While many nations — including China — have promised to move forward even if the United States withdraws, withdrawal by the United States, the second largest emitter of greenhouse gases, puts the broader climate accord in jeopardy as other nations may follow suit.

Formal withdrawal may be academic in any event since the administration has made clear it has no plans to follow through on any commitments the US made in the Paris accord to reduce emissions. The US was supposed to reduce greenhouse gas emissions by 26% from 2005 levels by 2025. The Clean Power Plan was supposed to be the down payment on the US commitment. If successfully implemented, the plan would have put the United States half way toward this goal.

Naughty Words

According to news reports, a supervisor in the US Department of Energy international climate office instructed staff not to use the phrases “climate change,” “emissions reduction,” or “Paris Agreement” in any memos or other written communications. Staff were reportedly told that the words would cause a “visceral reaction” with Energy Secretary Rick Perry, his immediate staff, and the cadre of White House advisers at the top of the department. However, the Department of Energy says there has been no such directive.

The “climate office” regularly communicates with other countries in its role of trying to advance clean energy technology internationally. State Department staff and staff in other DOE offices have not been given a list of banned words, but have been avoiding climate-charged terms in memos and briefings in favor of words like “jobs” and “infrastructure.”

EPA Cuts

The Trump administration is proposing to reduce the EPA budget by 31% and to cut staff by 20%. A leaked 64-page internal EPA memo, dated March 21, provides details of the proposed budget cuts and spending priorities.

Of note to the power sector, the budget suggests a modest increase by $188,000 for National Environmental Policy Act implementation to expedite project reviews.

The White House will release its formal budget in May. Presidential budgets are viewed by Congress merely as suggestions. Congress has ultimate control over how much is spent.

The Trump budget cuts and Congressional inaction may deal a deathblow to the Science Advisory Board, an independent panel of outside scientists that advises EPA on scientific issues. The board would see its $646,000 budget cut by 84% “to reflect an anticipated lower number of peer reviews.”

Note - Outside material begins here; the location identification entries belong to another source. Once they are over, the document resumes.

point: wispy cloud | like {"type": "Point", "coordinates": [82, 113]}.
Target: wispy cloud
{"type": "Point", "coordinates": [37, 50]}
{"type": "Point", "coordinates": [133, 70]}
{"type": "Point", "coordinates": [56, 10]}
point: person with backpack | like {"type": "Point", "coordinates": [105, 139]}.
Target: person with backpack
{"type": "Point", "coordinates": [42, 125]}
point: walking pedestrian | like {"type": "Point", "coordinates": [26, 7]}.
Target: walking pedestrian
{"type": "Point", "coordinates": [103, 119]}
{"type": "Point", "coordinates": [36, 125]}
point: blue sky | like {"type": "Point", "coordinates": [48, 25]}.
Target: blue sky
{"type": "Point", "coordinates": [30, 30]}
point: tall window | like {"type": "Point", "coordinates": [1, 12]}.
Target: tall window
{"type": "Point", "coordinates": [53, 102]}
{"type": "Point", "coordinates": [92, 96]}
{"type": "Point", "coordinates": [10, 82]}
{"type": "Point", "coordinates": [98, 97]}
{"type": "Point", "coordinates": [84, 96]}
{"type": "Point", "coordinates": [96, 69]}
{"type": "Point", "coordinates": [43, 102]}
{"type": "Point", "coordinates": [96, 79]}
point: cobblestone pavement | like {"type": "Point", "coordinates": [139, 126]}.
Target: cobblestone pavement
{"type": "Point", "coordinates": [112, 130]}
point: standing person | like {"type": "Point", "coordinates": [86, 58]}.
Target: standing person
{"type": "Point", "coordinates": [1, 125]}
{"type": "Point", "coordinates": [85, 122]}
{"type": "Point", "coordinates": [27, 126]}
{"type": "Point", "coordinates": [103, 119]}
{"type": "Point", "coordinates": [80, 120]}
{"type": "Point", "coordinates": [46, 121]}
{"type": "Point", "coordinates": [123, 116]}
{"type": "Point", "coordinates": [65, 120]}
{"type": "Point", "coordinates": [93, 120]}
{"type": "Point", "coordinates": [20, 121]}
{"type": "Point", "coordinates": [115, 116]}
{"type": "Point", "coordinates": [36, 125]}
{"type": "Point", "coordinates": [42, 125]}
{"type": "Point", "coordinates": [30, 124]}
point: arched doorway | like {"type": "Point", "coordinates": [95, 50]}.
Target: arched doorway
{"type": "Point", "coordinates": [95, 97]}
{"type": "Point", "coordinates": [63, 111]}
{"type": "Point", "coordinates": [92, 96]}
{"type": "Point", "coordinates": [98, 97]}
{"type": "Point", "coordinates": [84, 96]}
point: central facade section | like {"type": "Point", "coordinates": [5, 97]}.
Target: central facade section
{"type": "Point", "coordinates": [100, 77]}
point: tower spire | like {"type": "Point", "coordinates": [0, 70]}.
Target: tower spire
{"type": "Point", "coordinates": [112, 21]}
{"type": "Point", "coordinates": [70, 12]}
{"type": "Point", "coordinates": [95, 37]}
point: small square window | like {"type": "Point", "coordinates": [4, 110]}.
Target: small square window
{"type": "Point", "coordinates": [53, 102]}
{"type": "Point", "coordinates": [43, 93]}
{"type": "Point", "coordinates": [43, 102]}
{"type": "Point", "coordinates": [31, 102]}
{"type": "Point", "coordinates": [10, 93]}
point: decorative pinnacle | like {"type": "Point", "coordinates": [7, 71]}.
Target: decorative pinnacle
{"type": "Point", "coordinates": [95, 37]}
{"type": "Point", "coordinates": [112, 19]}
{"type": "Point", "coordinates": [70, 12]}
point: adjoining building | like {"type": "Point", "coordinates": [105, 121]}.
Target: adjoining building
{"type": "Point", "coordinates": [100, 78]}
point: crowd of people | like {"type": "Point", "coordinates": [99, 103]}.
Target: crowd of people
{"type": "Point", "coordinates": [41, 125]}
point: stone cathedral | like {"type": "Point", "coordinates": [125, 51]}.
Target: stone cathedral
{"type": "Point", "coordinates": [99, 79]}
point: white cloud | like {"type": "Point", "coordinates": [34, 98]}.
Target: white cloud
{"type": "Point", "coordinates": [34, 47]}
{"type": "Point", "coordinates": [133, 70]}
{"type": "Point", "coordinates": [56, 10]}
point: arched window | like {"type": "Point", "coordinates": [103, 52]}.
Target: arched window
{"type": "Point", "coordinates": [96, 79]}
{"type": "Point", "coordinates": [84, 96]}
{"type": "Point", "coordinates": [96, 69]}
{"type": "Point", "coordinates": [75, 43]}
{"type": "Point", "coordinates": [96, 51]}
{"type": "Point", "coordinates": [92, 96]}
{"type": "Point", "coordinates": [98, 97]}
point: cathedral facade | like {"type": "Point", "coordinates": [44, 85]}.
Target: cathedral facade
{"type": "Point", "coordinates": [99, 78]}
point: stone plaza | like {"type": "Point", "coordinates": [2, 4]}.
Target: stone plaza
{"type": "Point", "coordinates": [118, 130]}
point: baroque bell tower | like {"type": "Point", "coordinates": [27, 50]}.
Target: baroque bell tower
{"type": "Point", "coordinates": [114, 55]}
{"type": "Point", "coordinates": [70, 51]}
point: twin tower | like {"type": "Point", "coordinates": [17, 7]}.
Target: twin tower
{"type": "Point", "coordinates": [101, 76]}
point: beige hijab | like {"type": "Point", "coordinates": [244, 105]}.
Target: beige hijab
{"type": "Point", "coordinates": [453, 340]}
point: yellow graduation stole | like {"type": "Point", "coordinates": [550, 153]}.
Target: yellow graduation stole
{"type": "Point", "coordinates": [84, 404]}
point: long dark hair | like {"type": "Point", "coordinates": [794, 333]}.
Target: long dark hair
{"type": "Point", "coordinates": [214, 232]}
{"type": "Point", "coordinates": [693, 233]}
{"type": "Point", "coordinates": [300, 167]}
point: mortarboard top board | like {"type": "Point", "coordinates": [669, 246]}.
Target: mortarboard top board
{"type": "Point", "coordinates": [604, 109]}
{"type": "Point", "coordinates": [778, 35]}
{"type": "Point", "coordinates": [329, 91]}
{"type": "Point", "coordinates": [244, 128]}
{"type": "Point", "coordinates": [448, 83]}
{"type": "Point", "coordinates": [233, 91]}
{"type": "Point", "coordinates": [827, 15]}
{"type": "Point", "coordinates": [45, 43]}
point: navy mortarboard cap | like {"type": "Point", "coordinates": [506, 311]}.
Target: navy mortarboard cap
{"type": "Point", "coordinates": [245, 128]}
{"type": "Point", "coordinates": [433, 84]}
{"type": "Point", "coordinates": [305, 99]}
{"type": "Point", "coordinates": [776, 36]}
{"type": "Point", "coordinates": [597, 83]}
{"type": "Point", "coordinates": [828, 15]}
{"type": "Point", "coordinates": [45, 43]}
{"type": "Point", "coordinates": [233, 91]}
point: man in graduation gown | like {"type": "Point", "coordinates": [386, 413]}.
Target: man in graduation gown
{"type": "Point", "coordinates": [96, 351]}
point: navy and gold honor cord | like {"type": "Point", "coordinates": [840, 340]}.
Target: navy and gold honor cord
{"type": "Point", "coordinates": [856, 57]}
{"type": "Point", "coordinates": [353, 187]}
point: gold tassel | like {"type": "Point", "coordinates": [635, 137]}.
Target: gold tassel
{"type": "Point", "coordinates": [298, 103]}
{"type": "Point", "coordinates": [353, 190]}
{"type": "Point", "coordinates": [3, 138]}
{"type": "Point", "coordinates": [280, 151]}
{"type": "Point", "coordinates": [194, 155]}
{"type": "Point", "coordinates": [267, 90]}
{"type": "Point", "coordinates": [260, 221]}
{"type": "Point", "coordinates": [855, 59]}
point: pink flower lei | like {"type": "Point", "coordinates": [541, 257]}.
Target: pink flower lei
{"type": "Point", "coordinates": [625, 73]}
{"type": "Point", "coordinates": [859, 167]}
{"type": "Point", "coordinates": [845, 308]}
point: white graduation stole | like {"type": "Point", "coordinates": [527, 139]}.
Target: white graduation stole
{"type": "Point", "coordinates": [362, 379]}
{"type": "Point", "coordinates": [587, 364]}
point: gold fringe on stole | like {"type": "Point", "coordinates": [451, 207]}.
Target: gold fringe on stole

The board has been under attack in Congress. In March, the House passed “The EPA Science Advisory Board Reform Act of 2017,” which would impose new qualifications for board members, such as disqualifying scientists who have EPA grants or contracts as having a conflict of interest. It would also require that at least 10% of the board be made of state or local or tribal government officials. The bill now heads to the Senate.